3D holograms, previously reserved for sci-fi movies, may soon find their way into our daily lives. Until now, 3D holograms based on the phase shift holography method could be captured using a large specialized camera with a polarizing filter. However, a Korean research group has just developed a technology to acquire holograms on mobile devices, such as smartphones.
The Korea Institute of Science and Technology (KIST, Director Seok-jin Yoon) recently announced that a research team led by Dr Min-Chul Park and Dr Do Kyung Hwang of the Center for Opto-Electronic Materials and Devices, in collaboration with a research team led by Prof. Seongil Im from the Physics Department of Yonsei University, succeeded in developing a photodiode that detects the polarization of light in the near infrared without additional polarization filters and thus, the realization of ‘a miniaturized holographic image sensor for 3D digital holograms, using 2D semiconductor materials: rhenium diselenide and tungsten diselenide.

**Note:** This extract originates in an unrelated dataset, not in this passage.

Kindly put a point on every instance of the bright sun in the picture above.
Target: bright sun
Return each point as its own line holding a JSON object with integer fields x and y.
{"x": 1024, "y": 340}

Photodiodes, which convert light into current signals, are essential components of the pixels of image sensors in digital cameras and smartphones. The introduction of the ability to detect the polarization of light on the image sensor of an ordinary camera provides a variety of new information, enabling the storage of 3D holograms. Previous polarization detection cameras have an additional polarization filter, several hundred microns, attached to an ultra-small optical diode image sensor, less than one micrometer. Thus, they could not be implemented in portable electronic devices due to their inability to be integrated and miniaturized.
The research group developed a photodiode by stacking an n-type semiconductor, rhenium diselenide, which exhibits a difference in light absorption depending on the linear polarization angle of light in the near infrared region ( 980 nm), and a p-type semiconductor, tungsten diselenide, which exhibits no difference in photo-response as a function of polarization, but allows superior performance. The device is excellent in photodetecting various wavelengths from ultraviolet to near infrared, even capable of selectively detecting the polarization characteristics of light in the near infrared region. The research group used the device to create a digital holographic image sensor that records polarization characteristics to successfully capture holograms.
KIST’s Dr Hwang said, “Research on downsizing and integrating individual elements is needed to ultimately miniaturize holographic systems. The results of our research will lay the foundation for the future development of miniaturized holographic camera sensor modules. Further, Dr Park remarked, “The new sensor can detect more near infrared light, as well as previously undetectable visible light, opening up new opportunities in various fields such as 3D night vision, autonomous driving, biotechnology and the acquisition of infrared data for the analysis and restoration of cultural property.